Hela, the first lead female villain in the Marvel universe, is played by Cate Blanchett.

“I was trying to play cool but I was so excited because you don’t get offered these things very often,” she says about the part. “Then after doing a little bit of research, I realised that there hadn’t yet been a female villainess in one of the Marvel movies before. I felt the role could be really exciting.

“The best villains are always those that you kind of love but hate what they do. You sort of understand it. There’s a logic to it. They’re not just completely nuts.
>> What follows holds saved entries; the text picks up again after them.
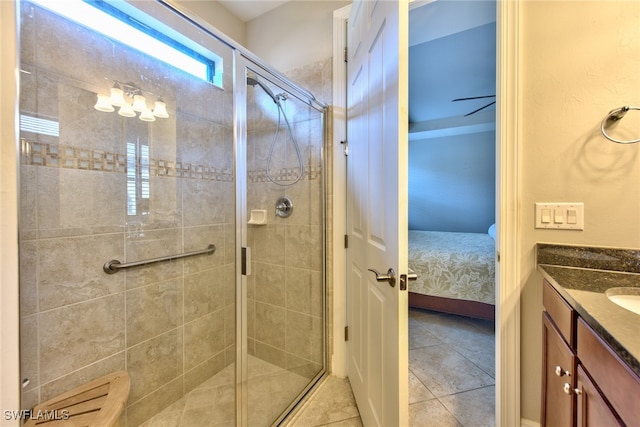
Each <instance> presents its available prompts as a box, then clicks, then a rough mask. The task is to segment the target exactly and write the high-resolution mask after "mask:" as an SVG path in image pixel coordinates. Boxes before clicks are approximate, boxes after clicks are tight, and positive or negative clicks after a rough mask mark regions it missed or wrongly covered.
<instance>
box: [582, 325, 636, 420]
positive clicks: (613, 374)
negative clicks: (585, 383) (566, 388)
mask: <svg viewBox="0 0 640 427" xmlns="http://www.w3.org/2000/svg"><path fill="white" fill-rule="evenodd" d="M577 344H578V359H580V362H581V364H582V365H583V366H584V368H585V370H586V371H587V372H588V373H589V375H590V376H591V378H593V381H594V382H595V383H596V384H597V385H598V387H599V388H600V390H601V391H602V394H603V395H605V396H606V397H607V399H608V400H609V403H610V404H611V406H612V407H613V409H614V410H615V411H616V412H617V413H618V416H620V418H621V419H622V421H623V422H624V423H625V424H627V425H629V426H632V425H638V420H640V405H638V396H640V378H638V377H637V376H636V375H635V373H634V372H632V371H631V370H630V369H629V368H628V367H627V365H626V364H625V363H624V362H623V361H621V360H620V359H619V358H618V356H617V355H616V354H615V353H613V351H612V350H611V349H610V348H609V347H608V345H607V344H606V343H605V342H603V341H602V339H601V338H600V337H599V336H598V335H597V334H596V333H595V332H594V331H593V330H592V329H591V327H589V326H588V325H587V324H586V323H585V322H584V320H582V319H578V342H577Z"/></svg>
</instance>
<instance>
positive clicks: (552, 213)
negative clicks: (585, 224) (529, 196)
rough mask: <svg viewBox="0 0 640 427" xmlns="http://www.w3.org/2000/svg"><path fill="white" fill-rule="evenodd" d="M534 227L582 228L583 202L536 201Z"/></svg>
mask: <svg viewBox="0 0 640 427" xmlns="http://www.w3.org/2000/svg"><path fill="white" fill-rule="evenodd" d="M536 228H550V229H555V230H584V203H582V202H579V203H536Z"/></svg>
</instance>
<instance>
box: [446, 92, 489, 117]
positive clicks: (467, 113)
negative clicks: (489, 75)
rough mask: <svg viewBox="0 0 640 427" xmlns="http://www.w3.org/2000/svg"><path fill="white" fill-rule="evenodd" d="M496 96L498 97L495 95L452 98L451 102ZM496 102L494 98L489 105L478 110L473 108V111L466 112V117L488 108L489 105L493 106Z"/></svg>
mask: <svg viewBox="0 0 640 427" xmlns="http://www.w3.org/2000/svg"><path fill="white" fill-rule="evenodd" d="M495 97H496V96H495V95H484V96H472V97H470V98H456V99H453V100H451V102H457V101H469V100H471V99H485V98H495ZM495 103H496V101H495V100H494V101H492V102H490V103H488V104H487V105H485V106H483V107H480V108H478V109H477V110H473V111H472V112H470V113H467V114H465V115H464V117H467V116H470V115H472V114H475V113H477V112H478V111H481V110H484V109H485V108H487V107H489V106H491V105H493V104H495Z"/></svg>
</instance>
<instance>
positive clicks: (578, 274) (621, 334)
mask: <svg viewBox="0 0 640 427" xmlns="http://www.w3.org/2000/svg"><path fill="white" fill-rule="evenodd" d="M536 255H537V264H538V271H540V273H541V274H542V275H543V276H544V278H545V279H547V281H549V282H550V283H551V285H552V286H553V287H554V288H555V289H556V290H557V291H558V292H559V293H560V295H562V296H563V297H564V298H565V299H566V300H567V302H568V303H569V304H570V305H571V306H572V307H573V308H574V309H575V310H576V311H577V312H578V314H579V315H580V316H581V317H582V318H583V319H584V320H585V321H586V322H587V324H589V326H591V327H592V328H593V329H594V330H595V331H596V332H598V333H599V334H600V335H601V336H602V338H603V340H604V341H605V342H607V343H608V344H609V345H610V346H611V348H612V349H613V350H614V351H615V352H616V353H617V354H618V356H619V357H620V358H621V359H622V360H624V361H625V362H626V363H627V365H628V366H629V368H631V370H633V371H634V372H635V373H636V375H638V376H640V315H638V314H636V313H633V312H631V311H629V310H627V309H624V308H622V307H620V306H619V305H617V304H615V303H613V302H611V301H610V300H609V298H607V296H606V295H605V292H606V291H607V289H610V288H619V287H636V288H640V250H631V249H609V248H591V247H577V246H562V245H552V244H542V243H539V244H538V245H537V253H536Z"/></svg>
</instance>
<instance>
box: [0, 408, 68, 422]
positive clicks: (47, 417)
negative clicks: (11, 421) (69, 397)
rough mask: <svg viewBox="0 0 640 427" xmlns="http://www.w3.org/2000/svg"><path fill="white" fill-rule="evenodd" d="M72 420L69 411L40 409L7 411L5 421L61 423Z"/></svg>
mask: <svg viewBox="0 0 640 427" xmlns="http://www.w3.org/2000/svg"><path fill="white" fill-rule="evenodd" d="M69 418H70V415H69V411H68V410H67V409H52V410H50V411H47V410H44V409H40V410H37V411H34V410H33V409H20V410H5V411H4V419H5V421H14V420H23V421H26V420H36V421H61V420H68V419H69Z"/></svg>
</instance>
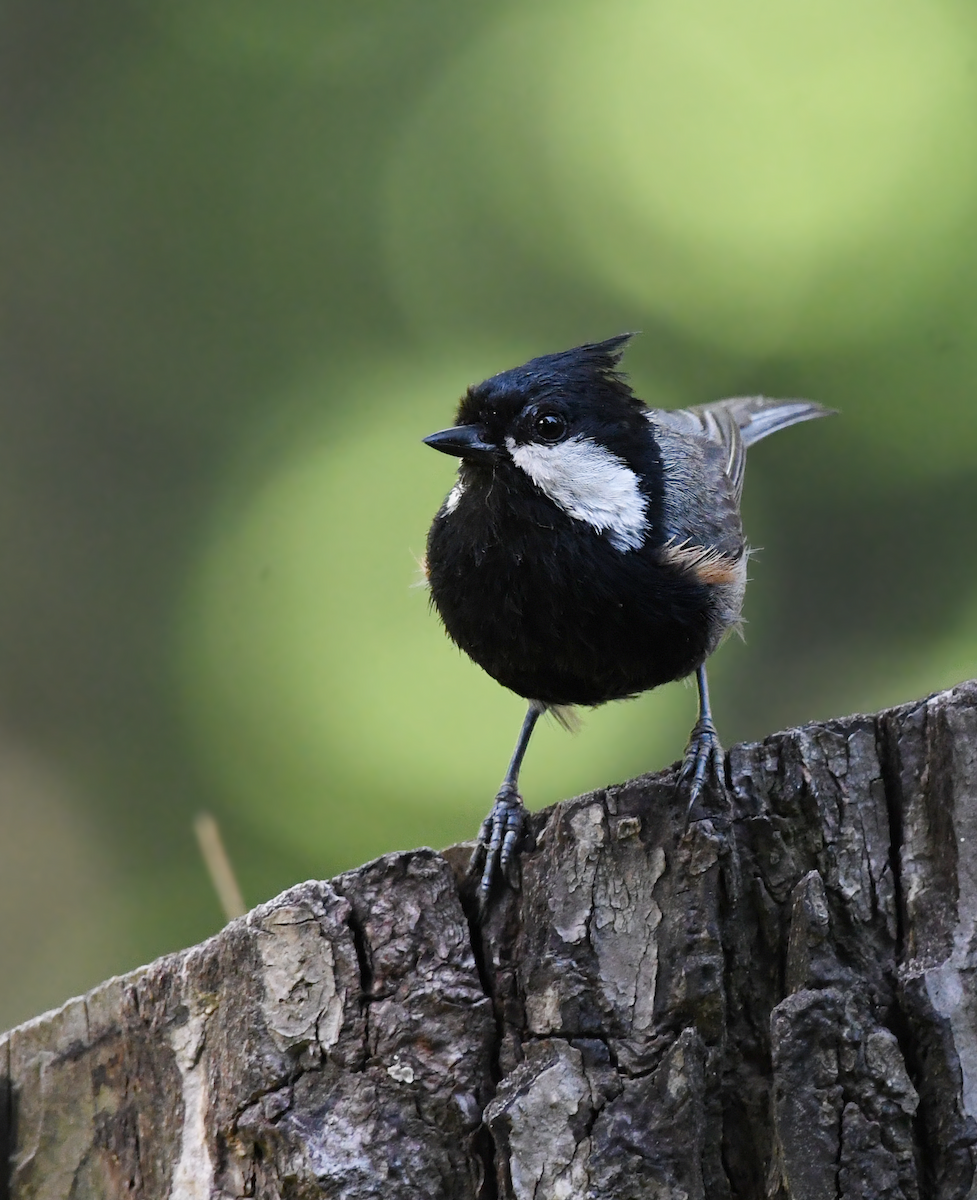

There’s an incredible, fantastic element to Hela but you still want there to be an outline of a person in there that people can grasp on to.”

Director Taika Waititi says: “I thought that the way that I would approach this film would be very different to the first two films. And Marvel was down for that. One of the things that also attracted me to the project was when Marvel told me that they wanted to really change the franchise. They wanted to take Thor in a new direction and put him into outer space with as little time on Earth as possible. They wanted to make him fun and have an adventure.”

Waititi is known for casting himself in his own movies and in Thor, shot largely on Australia’s Gold Coast, he plays Korg the Kronan, who befriends Thor when he’s imprisoned. “When we were writing the story, I asked myself, who do I want to play?” says Waititi. “What kind of character have I not done yet? What would be fun?

“I like playing characters who provide a little texture and make it a bit more interesting to watch. I knew I had never played a guy who was made of rocks… That seemed like a character that I could play around with while getting to do some stuff with Chris Hemsworth. I was an actor before I was a filmmaker, so I still enjoy that part of it.”